Patients with the diffuse pattern often expressed responsiveness to immune treatments but often had a treatment dependent relapsing course. These features may be explained by longer disease activity in this subgroup of patients. For both distal and diffuse patient subgroups, it is reasonable that demyelination in the distal nerve terminals and nerve roots is associated with symmetric symptoms and weakness in the proximal as well as distal muscles because nerve length plays little or no part. The extent of increase in CSF protein concentrations, which could reflect breakdown of the blood-CSF barrier surrounding the nerve roots, was more prominent in the “distal” and “diffuse” subgroup patients than the intermediate subgroup patients. Preferential involvement of the nerve terminals and roots in these subgroups suggest that humoral factors such as immunoglobulins, cytokines, and complements may be important for the pathogenesis.
Patients with the intermediate pattern were characterised by a chronic course, asymmetric symptoms, less severe neurological disabilities, and refractoriness to treatments. Despite the asymmetry, all four limbs were involved in most of the patients. It is likely that multiple mononeuropathy constitutes this asymmetric polyneuropathy in these patients, because their conduction abnormalities were distributed multifocally in the intermediate nerve segments as shown in this study. The criteria for CIDP by the American Academy of Neurology do not require symmetric deficits. It is reasonable to include these patients in CIDP, because their condition can respond to immunomodulating treatments. However, their clinical features and treatment responses seem somewhat different from those of patients with symmetric CIDP. This subgroup has been termed multifocal demyelinating sensory and motor neuropathy, and is considered as a multiple mononeuropathy variant of CIDP.7,8 Relative refractoriness to treatments in this subgroup could be due to axonal loss during the long course of the illness.
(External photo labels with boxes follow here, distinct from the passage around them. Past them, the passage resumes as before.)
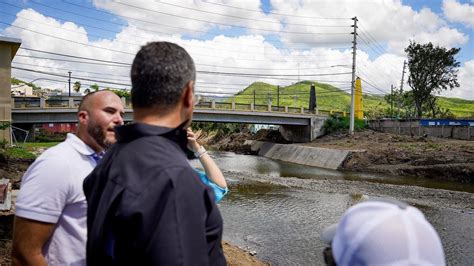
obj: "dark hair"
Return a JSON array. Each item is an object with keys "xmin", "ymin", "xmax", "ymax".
[
  {"xmin": 77, "ymin": 91, "xmax": 100, "ymax": 112},
  {"xmin": 131, "ymin": 42, "xmax": 196, "ymax": 109}
]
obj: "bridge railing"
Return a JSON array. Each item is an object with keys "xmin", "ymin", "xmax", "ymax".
[{"xmin": 12, "ymin": 97, "xmax": 347, "ymax": 116}]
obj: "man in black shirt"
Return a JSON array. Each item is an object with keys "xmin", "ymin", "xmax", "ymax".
[{"xmin": 84, "ymin": 42, "xmax": 226, "ymax": 265}]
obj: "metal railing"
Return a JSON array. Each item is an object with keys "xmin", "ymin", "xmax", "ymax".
[{"xmin": 12, "ymin": 97, "xmax": 348, "ymax": 116}]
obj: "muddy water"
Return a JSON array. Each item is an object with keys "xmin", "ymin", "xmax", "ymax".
[{"xmin": 194, "ymin": 153, "xmax": 474, "ymax": 265}]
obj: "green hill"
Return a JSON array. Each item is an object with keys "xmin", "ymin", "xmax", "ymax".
[{"xmin": 228, "ymin": 81, "xmax": 474, "ymax": 118}]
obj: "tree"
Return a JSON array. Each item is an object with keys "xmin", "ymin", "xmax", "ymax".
[
  {"xmin": 90, "ymin": 83, "xmax": 99, "ymax": 91},
  {"xmin": 405, "ymin": 41, "xmax": 460, "ymax": 118},
  {"xmin": 73, "ymin": 81, "xmax": 81, "ymax": 92}
]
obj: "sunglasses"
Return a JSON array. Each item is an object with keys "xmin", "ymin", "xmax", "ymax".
[{"xmin": 323, "ymin": 247, "xmax": 337, "ymax": 266}]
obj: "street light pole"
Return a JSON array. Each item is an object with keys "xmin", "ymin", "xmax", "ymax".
[
  {"xmin": 67, "ymin": 71, "xmax": 72, "ymax": 98},
  {"xmin": 349, "ymin": 17, "xmax": 357, "ymax": 135}
]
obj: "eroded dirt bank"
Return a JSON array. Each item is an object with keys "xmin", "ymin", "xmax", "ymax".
[{"xmin": 200, "ymin": 130, "xmax": 474, "ymax": 183}]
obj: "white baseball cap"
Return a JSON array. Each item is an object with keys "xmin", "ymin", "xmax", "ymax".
[{"xmin": 321, "ymin": 199, "xmax": 446, "ymax": 265}]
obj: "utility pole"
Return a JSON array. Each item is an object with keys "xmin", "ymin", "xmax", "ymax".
[
  {"xmin": 349, "ymin": 17, "xmax": 357, "ymax": 135},
  {"xmin": 390, "ymin": 84, "xmax": 393, "ymax": 119},
  {"xmin": 67, "ymin": 71, "xmax": 72, "ymax": 98},
  {"xmin": 253, "ymin": 89, "xmax": 255, "ymax": 108},
  {"xmin": 398, "ymin": 60, "xmax": 407, "ymax": 117},
  {"xmin": 277, "ymin": 85, "xmax": 280, "ymax": 112}
]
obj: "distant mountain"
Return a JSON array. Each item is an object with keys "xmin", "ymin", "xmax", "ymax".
[{"xmin": 231, "ymin": 81, "xmax": 474, "ymax": 118}]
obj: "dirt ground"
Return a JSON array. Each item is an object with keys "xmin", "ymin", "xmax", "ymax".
[
  {"xmin": 304, "ymin": 130, "xmax": 474, "ymax": 183},
  {"xmin": 200, "ymin": 130, "xmax": 474, "ymax": 183}
]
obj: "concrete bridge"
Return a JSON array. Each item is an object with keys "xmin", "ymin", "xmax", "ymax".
[{"xmin": 12, "ymin": 98, "xmax": 336, "ymax": 142}]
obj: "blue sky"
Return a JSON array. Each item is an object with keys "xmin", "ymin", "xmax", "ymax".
[{"xmin": 0, "ymin": 0, "xmax": 474, "ymax": 99}]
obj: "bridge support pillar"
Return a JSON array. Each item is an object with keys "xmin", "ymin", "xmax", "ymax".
[
  {"xmin": 0, "ymin": 36, "xmax": 21, "ymax": 144},
  {"xmin": 279, "ymin": 117, "xmax": 326, "ymax": 142}
]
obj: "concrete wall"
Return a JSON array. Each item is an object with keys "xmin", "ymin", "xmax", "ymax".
[
  {"xmin": 0, "ymin": 36, "xmax": 21, "ymax": 143},
  {"xmin": 251, "ymin": 141, "xmax": 351, "ymax": 170},
  {"xmin": 369, "ymin": 120, "xmax": 474, "ymax": 140}
]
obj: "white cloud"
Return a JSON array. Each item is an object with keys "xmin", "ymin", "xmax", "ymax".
[
  {"xmin": 4, "ymin": 0, "xmax": 474, "ymax": 101},
  {"xmin": 442, "ymin": 0, "xmax": 474, "ymax": 28}
]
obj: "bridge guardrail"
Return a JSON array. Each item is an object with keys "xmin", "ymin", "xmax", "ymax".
[{"xmin": 12, "ymin": 97, "xmax": 348, "ymax": 116}]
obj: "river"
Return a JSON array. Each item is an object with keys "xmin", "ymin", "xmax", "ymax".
[{"xmin": 193, "ymin": 152, "xmax": 474, "ymax": 265}]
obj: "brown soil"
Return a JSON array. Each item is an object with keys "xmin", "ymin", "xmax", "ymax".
[
  {"xmin": 304, "ymin": 130, "xmax": 474, "ymax": 183},
  {"xmin": 200, "ymin": 130, "xmax": 474, "ymax": 183}
]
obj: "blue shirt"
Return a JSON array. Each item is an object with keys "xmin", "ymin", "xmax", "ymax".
[{"xmin": 194, "ymin": 168, "xmax": 229, "ymax": 202}]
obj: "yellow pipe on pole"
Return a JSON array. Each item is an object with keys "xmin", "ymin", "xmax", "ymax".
[{"xmin": 354, "ymin": 77, "xmax": 364, "ymax": 119}]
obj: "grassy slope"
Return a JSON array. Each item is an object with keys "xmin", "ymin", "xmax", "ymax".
[{"xmin": 231, "ymin": 81, "xmax": 474, "ymax": 117}]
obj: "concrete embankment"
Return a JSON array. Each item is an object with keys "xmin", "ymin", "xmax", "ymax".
[{"xmin": 245, "ymin": 141, "xmax": 351, "ymax": 170}]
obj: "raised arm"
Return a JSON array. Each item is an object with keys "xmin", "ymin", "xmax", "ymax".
[
  {"xmin": 12, "ymin": 216, "xmax": 55, "ymax": 265},
  {"xmin": 188, "ymin": 128, "xmax": 227, "ymax": 188}
]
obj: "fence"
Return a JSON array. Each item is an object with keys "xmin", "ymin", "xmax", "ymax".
[{"xmin": 368, "ymin": 120, "xmax": 474, "ymax": 140}]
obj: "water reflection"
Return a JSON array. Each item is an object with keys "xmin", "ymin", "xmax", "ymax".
[{"xmin": 192, "ymin": 152, "xmax": 474, "ymax": 265}]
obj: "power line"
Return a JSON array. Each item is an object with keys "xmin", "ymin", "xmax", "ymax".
[
  {"xmin": 116, "ymin": 1, "xmax": 349, "ymax": 28},
  {"xmin": 4, "ymin": 21, "xmax": 352, "ymax": 63},
  {"xmin": 13, "ymin": 49, "xmax": 356, "ymax": 77},
  {"xmin": 112, "ymin": 2, "xmax": 348, "ymax": 35},
  {"xmin": 0, "ymin": 8, "xmax": 347, "ymax": 57},
  {"xmin": 198, "ymin": 0, "xmax": 351, "ymax": 20},
  {"xmin": 14, "ymin": 1, "xmax": 347, "ymax": 47}
]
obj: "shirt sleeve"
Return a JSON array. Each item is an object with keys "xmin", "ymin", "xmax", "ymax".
[
  {"xmin": 194, "ymin": 168, "xmax": 229, "ymax": 202},
  {"xmin": 15, "ymin": 156, "xmax": 70, "ymax": 223}
]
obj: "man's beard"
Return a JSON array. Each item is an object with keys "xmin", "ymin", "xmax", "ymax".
[{"xmin": 87, "ymin": 121, "xmax": 113, "ymax": 150}]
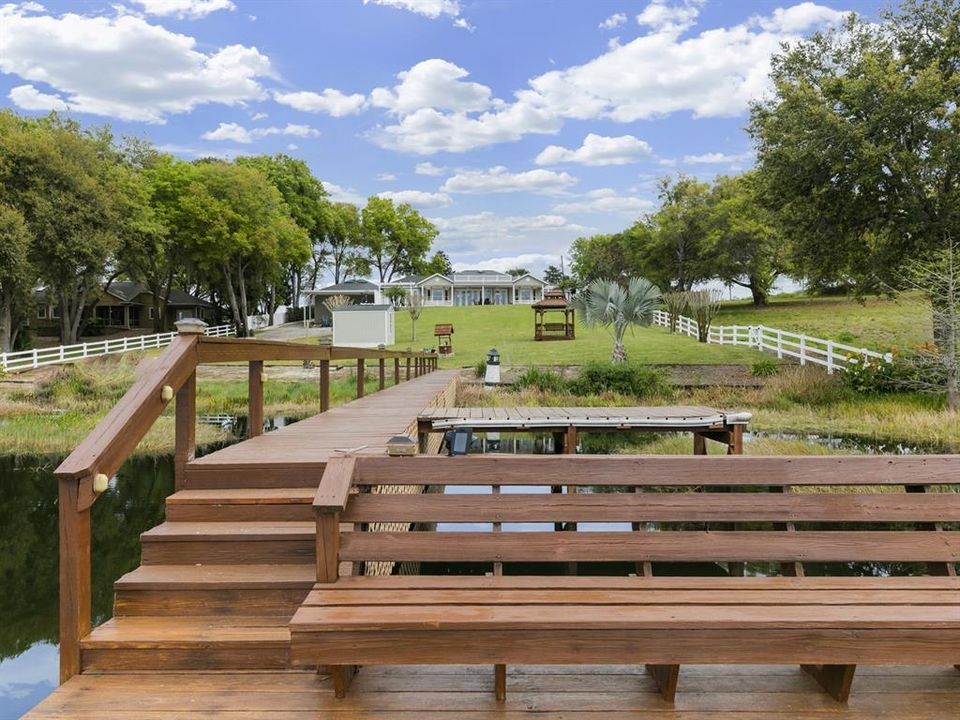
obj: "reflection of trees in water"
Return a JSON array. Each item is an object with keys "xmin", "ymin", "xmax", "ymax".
[{"xmin": 0, "ymin": 456, "xmax": 173, "ymax": 659}]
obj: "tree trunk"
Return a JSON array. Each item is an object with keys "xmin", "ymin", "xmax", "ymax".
[
  {"xmin": 750, "ymin": 278, "xmax": 767, "ymax": 307},
  {"xmin": 0, "ymin": 296, "xmax": 13, "ymax": 352},
  {"xmin": 222, "ymin": 263, "xmax": 246, "ymax": 337}
]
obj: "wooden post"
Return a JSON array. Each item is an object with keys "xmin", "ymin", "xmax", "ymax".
[
  {"xmin": 57, "ymin": 478, "xmax": 91, "ymax": 683},
  {"xmin": 247, "ymin": 360, "xmax": 263, "ymax": 438},
  {"xmin": 173, "ymin": 370, "xmax": 197, "ymax": 490},
  {"xmin": 320, "ymin": 360, "xmax": 330, "ymax": 412}
]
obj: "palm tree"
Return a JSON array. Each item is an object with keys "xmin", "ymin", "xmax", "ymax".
[{"xmin": 576, "ymin": 277, "xmax": 660, "ymax": 364}]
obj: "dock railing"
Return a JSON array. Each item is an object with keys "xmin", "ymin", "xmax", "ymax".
[
  {"xmin": 653, "ymin": 310, "xmax": 893, "ymax": 374},
  {"xmin": 0, "ymin": 325, "xmax": 236, "ymax": 372},
  {"xmin": 54, "ymin": 320, "xmax": 439, "ymax": 683}
]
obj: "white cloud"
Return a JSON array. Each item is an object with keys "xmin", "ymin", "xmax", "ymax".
[
  {"xmin": 363, "ymin": 0, "xmax": 473, "ymax": 30},
  {"xmin": 440, "ymin": 165, "xmax": 577, "ymax": 195},
  {"xmin": 7, "ymin": 85, "xmax": 69, "ymax": 112},
  {"xmin": 273, "ymin": 88, "xmax": 367, "ymax": 117},
  {"xmin": 370, "ymin": 2, "xmax": 844, "ymax": 155},
  {"xmin": 517, "ymin": 3, "xmax": 843, "ymax": 122},
  {"xmin": 413, "ymin": 162, "xmax": 447, "ymax": 177},
  {"xmin": 322, "ymin": 180, "xmax": 367, "ymax": 206},
  {"xmin": 133, "ymin": 0, "xmax": 237, "ymax": 20},
  {"xmin": 378, "ymin": 190, "xmax": 453, "ymax": 208},
  {"xmin": 553, "ymin": 188, "xmax": 655, "ymax": 215},
  {"xmin": 597, "ymin": 13, "xmax": 627, "ymax": 30},
  {"xmin": 430, "ymin": 210, "xmax": 596, "ymax": 258},
  {"xmin": 535, "ymin": 133, "xmax": 653, "ymax": 165},
  {"xmin": 683, "ymin": 151, "xmax": 754, "ymax": 165},
  {"xmin": 0, "ymin": 4, "xmax": 272, "ymax": 122},
  {"xmin": 637, "ymin": 0, "xmax": 702, "ymax": 32},
  {"xmin": 201, "ymin": 123, "xmax": 320, "ymax": 143},
  {"xmin": 370, "ymin": 58, "xmax": 491, "ymax": 115}
]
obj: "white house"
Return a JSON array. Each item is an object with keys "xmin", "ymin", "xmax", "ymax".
[
  {"xmin": 380, "ymin": 270, "xmax": 547, "ymax": 306},
  {"xmin": 333, "ymin": 304, "xmax": 395, "ymax": 347}
]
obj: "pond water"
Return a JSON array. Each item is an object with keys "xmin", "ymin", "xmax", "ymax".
[{"xmin": 0, "ymin": 424, "xmax": 936, "ymax": 720}]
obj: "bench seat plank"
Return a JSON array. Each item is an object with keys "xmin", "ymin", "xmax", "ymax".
[
  {"xmin": 290, "ymin": 603, "xmax": 960, "ymax": 632},
  {"xmin": 340, "ymin": 530, "xmax": 960, "ymax": 562},
  {"xmin": 353, "ymin": 454, "xmax": 960, "ymax": 487},
  {"xmin": 290, "ymin": 624, "xmax": 960, "ymax": 666},
  {"xmin": 324, "ymin": 575, "xmax": 960, "ymax": 595},
  {"xmin": 303, "ymin": 584, "xmax": 960, "ymax": 612},
  {"xmin": 343, "ymin": 492, "xmax": 960, "ymax": 523}
]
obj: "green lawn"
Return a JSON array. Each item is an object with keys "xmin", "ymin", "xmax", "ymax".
[
  {"xmin": 717, "ymin": 293, "xmax": 933, "ymax": 350},
  {"xmin": 393, "ymin": 305, "xmax": 763, "ymax": 367}
]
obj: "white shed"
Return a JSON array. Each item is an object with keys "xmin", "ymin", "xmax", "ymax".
[{"xmin": 333, "ymin": 304, "xmax": 394, "ymax": 347}]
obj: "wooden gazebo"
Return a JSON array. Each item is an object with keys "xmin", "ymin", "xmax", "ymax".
[{"xmin": 533, "ymin": 290, "xmax": 576, "ymax": 340}]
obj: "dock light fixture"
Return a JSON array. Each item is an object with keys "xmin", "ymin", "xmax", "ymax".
[
  {"xmin": 483, "ymin": 348, "xmax": 500, "ymax": 387},
  {"xmin": 443, "ymin": 428, "xmax": 473, "ymax": 457}
]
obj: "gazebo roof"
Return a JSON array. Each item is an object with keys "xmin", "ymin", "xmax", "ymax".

This study showed that patients with the “distal” motor pattern and AMNSSR had a better response to corticosteroid treatment and showed a monophasic remitting course (table 4). It is reasonable that the AMNSSR pattern is associated with better outcome because normal sural sensory responses suggest less axonal loss. Differentiating this subgroup of patients may be important because they are obviously steroid responsive. Intravenous immunoglobulin or plasmapheresis is becoming a common first line therapy for CIDP. Given the side effects profile of immunoglobulin or plasmapheresis compared with that of the long term use of corticosteroids, many clinicians might not regard steroids as the first line therapy for CIDP. However, immunoglobulin therapy and plasmapheresis are expensive or require special equipment. Steroid administration is an inexpensive and readily available alternative. It may be proper to treat patients with demyelination restricted in the distal nerve segments with corticosteroids first.
Because our study was retrospective and uncontrolled, we should be cautious about making assertions about responsiveness to treatments and prognosis. However, clinical and electrophysiological profiles are likely to be distinct among each subgroup. We suggest that CIDP consists of subtypes with varying predilection for lesions along the course of the nerves, as suggested in Guillain-Barré syndrome,22,30 and that distribution patterns of nerve conduction abnormalities may be useful to predict the responsiveness to treatment and the prognoses of patients with CIDP.